Scott’s music connections helped him recruit the musicians for jingles and his theatre experience gave him a head start in tackling the new world of television advertising. He also got work on the small screen, taking over from Stewart Macpherson to compère pioneering TV music show In the Groove in 1962 and Teen 63 the next year, and co-hosting Swinging Safari with Ray Columbus in 1966 – New Zealand’s first music show to be filmed live and outdoors.
Scott’s music connections helped him recruit the musicians for advertising jingles
It was about that time he stepped back from entertainment to concentrate on running the advertising agency, although he continued with amateur theatre and the occasional foray into film and television.
He made his big screen debut in John O’Shea’s 1964 film Runaway and was in Roger Donaldson’s 1977 film Sleeping Dogs, the docudrama Beyond Reasonable Doubt based on the Arthur Allan Thomas case, another Donaldson movie from 1980 Nutcase, Geoff Murphy’s Goodbye Pork Pie from 1981 where he plays an elderly traffic cop, and parts in the television series Winners and Losers (1975-76) and Mortimer’s Patch (1980-84).

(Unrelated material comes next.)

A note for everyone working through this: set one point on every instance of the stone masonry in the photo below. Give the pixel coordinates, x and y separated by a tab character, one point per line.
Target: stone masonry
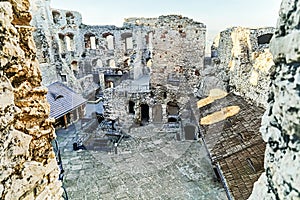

After the sale of what was by then Gray Scott Inch Advertising to multinational Young & Rubicam was finalised in 1990, Scott went back to his art school roots, becoming a successful painter.
He’s also got some musical ideas left in the tank. “I’m writing a show at the moment, a musical, which I hope will give me the chance to get back on stage. It’s an old story I’m putting a new slant on that I’m intending to do this with my brother Lloyd [veteran RNZ announcer Lloyd Scott]. I’ll play one part and he will play many. I’m hoping to have that in a position so can talk to a production team about the middle of this year,” Scott says.
“As to my musical career, it was good while it lasted and certainly a lot of people remember this stuff, and it’s been circulated internationally, so it wasn’t a complete failure.”